Dr John Montgomery, chair of the South Glasgow GP Committee, said this had made it more difficult for some very elderly patients to access boosters – possibly explaining the lower uptake among over-80s compared to those aged 60 to 79.
He said: “The classic one for me was one of our patients who lives in Craigton Road [in Govan], she’s in her nineties, and she got her vaccine appointment for Milngavie town hall – that’s seven miles away.
“Unsurprisingly that wasn’t practical, whereas before she’d have walked 50 yards to the health centre.”
Dr Montgomery added that he himself had queued for three hours in the rain outside Partick Burgh Hall on a Friday night in December waiting to get his booster.
“If you’re a frail elderly person, that isn’t practical,” he added.
During December, a push to increase vaccination rates and booster uptake among some ‘hard-to-reach’ patient groups – especially over-70s in more deprived areas – saw GPs invited to take part in a last-minute vaccine drive through GP practices.

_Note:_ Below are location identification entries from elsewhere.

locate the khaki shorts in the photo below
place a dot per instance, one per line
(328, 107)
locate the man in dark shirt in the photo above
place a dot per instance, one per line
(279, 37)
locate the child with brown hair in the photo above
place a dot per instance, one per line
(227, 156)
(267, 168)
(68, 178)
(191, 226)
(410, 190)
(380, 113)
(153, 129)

Around 40 per cent of practices in the south of Glasgow took part, including Dr Montgomery’s David Elder Medical Practice which delivered 200 extra vaccinations by Christmas Eve.
However, Dr Montgomery said he would like to see GPs given the opportunity to be involved earlier in future rollouts.
He said: “The housebound always tended to find themselves last in terms of getting a vaccine, even pre-Covid with the flu vaccines where it was the district nurses who were largely responsible.
“And that was in the days of a nice, easy, single-dose vaccine. Now of course with the multi-dosing vials it’s even more difficult to organise.
“The fundamental problem is a shortage of vaccinators – they’ve managed to recruit more for the push to get everyone done before the end of the year, but the housebound has always been a logistical problem.
“Taking general practice out of the equation I think has been detrimental.
“When we got the chance to do the over-75s, over-80s, and shielded earlier last year, the uptake was phenomenal – we were getting the same kind of uptake in our areas as in the more affluent areas because patients were happy to come down.
“And a lot of the patients – who were genuinely housebound – when we said ‘we can deliver this to you in the practice’, had relatives to bring them in if that was at all practical.”